Step-by-step explanation:

Check it out

Answer 2

Answer:

The distance between the chords is 23 cm.

Step-by-step explanation:

Let the center of the of the circle is O and radius is 17 cm.

Two parallel chords of length 30 cm and 16 cm are drawn on the opposite side of the center.

Draw altitudes on the cords from the center O. The altitudes divide each of the chord in two equal parts.

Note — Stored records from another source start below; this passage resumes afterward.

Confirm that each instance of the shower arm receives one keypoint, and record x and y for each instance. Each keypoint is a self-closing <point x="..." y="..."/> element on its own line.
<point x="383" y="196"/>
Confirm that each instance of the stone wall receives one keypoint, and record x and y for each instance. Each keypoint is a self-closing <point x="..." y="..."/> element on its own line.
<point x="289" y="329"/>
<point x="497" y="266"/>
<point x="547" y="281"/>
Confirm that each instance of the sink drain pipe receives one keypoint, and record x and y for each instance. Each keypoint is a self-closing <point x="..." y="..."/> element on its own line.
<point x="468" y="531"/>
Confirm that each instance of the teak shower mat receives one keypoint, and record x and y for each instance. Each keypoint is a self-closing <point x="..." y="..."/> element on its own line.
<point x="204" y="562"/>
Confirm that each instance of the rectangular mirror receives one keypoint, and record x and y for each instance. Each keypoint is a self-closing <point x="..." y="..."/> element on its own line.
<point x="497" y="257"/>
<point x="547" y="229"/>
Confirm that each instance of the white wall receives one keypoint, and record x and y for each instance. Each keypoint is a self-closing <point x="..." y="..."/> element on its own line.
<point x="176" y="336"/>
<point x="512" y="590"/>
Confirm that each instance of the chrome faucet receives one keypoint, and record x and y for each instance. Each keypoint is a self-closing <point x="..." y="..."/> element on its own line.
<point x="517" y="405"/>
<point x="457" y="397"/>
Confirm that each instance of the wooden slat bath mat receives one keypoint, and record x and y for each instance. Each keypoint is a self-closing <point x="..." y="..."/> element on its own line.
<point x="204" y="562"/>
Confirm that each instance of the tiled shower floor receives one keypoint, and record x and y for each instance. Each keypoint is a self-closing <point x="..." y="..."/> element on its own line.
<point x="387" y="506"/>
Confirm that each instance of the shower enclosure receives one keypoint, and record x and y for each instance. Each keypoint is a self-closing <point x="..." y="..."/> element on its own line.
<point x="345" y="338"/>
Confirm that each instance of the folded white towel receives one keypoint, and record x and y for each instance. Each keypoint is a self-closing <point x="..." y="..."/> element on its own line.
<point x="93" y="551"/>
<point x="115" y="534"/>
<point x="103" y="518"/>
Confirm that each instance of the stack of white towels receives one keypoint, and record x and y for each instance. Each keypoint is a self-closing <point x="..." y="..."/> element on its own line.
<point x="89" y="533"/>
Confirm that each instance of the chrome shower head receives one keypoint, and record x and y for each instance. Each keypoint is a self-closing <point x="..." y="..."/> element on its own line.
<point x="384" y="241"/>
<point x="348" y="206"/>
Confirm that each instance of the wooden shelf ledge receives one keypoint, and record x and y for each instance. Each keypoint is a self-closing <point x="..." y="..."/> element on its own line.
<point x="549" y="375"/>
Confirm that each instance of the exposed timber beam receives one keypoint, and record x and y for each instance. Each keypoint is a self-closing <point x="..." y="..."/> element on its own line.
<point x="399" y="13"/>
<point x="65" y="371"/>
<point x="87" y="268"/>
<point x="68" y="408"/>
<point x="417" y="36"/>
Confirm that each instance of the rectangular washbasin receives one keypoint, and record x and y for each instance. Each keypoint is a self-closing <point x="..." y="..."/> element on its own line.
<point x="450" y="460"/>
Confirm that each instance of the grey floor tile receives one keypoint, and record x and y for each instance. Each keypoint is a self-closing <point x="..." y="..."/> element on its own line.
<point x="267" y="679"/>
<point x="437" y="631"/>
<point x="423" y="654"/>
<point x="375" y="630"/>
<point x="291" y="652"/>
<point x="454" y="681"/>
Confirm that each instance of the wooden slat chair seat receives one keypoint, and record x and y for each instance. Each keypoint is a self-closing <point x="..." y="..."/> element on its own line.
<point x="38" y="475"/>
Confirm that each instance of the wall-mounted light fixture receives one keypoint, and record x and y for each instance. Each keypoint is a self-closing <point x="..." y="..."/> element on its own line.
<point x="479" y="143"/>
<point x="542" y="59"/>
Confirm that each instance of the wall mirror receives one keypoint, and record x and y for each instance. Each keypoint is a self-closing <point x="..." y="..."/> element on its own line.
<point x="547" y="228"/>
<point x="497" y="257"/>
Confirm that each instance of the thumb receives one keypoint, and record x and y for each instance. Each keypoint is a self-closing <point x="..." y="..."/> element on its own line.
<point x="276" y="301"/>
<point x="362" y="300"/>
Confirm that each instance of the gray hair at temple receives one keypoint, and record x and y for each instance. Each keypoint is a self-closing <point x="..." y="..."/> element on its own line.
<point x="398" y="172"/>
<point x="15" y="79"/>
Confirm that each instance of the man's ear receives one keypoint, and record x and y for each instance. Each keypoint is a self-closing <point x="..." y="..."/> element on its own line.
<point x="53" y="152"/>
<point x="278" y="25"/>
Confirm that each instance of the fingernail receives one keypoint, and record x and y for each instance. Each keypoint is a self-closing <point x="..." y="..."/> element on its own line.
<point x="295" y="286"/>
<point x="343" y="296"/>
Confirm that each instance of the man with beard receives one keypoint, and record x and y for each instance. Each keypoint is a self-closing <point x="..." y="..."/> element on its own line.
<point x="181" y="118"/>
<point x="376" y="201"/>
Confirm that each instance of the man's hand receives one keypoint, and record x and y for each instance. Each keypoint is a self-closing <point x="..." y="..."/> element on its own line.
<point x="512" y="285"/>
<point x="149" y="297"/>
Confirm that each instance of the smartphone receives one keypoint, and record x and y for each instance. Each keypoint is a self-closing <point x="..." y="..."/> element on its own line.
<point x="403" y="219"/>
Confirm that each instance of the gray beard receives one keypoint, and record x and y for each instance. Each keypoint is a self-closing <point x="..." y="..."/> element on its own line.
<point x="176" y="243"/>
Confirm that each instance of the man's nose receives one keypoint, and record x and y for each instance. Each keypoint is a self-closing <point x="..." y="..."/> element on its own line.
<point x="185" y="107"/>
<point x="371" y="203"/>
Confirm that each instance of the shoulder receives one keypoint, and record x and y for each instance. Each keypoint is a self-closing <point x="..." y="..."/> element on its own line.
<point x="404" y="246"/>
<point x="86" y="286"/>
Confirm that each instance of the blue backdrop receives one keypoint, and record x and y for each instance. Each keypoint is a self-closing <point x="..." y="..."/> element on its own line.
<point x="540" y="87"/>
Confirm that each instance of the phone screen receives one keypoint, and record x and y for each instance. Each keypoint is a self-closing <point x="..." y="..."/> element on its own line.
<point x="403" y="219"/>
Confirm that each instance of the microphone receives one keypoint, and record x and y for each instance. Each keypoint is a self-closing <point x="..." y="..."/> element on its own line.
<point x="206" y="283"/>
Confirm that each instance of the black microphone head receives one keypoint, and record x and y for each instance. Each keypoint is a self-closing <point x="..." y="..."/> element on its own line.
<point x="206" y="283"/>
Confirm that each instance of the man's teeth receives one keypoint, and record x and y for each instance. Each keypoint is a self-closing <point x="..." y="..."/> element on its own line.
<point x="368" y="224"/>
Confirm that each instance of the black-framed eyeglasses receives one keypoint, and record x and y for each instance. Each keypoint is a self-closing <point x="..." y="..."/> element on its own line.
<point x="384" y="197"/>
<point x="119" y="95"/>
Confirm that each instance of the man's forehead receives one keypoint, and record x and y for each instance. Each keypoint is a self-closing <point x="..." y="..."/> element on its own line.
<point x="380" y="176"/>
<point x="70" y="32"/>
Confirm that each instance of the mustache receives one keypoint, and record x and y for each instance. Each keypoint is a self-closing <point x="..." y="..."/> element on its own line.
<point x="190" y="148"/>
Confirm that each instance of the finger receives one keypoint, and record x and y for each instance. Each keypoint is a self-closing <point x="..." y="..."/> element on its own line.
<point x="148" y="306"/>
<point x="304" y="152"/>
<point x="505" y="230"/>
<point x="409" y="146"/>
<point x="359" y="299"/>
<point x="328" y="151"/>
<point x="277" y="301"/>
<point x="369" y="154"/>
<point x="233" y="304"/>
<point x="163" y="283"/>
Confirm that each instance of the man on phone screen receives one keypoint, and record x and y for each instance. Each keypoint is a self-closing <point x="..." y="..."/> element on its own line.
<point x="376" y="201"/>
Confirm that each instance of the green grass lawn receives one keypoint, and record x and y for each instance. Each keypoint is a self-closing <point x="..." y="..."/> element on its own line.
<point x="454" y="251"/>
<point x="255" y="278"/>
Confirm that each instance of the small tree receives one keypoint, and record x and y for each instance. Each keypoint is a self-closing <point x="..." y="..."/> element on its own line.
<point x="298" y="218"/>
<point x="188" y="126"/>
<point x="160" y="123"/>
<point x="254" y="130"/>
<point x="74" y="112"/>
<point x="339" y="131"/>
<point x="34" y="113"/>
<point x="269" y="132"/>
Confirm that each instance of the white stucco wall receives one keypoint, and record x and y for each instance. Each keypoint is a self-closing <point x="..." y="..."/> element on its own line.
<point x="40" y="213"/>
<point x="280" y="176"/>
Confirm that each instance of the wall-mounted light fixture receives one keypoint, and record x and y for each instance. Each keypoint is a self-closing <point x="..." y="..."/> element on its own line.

Pythagoras theorem: In a right angled triangle

$hypotenuse^2=base^2+perpendicular^2$

Use Pythagoras theorem in triangle MOB,

$OB^2=MO^2+MB^2$

$(17)^2=MO^2+(15)^2$

$289=MO^2+225$

Subtract 225 from both sides.

$289-225=MO^2$

$64=MO^2$

Taking square root on both sides.

$8=MO$                 .... (1)

Use Pythagoras theorem in triangle NOC,

$OC^2=NO^2+NC^2$

$(17)^2=NO^2+(8)^2$

$289=NO^2+64$

Subtract 64 from both sides.

$289-64=NO^2$

$225=NO^2$

Taking square root on both sides.

$15=NO$                .... (2)

The distance between chords is

$MN=MO+NO$

Using (1) and (2)

$MN=8+15$

$MN=23$

Therefore, the distance between the chords is 23 cm.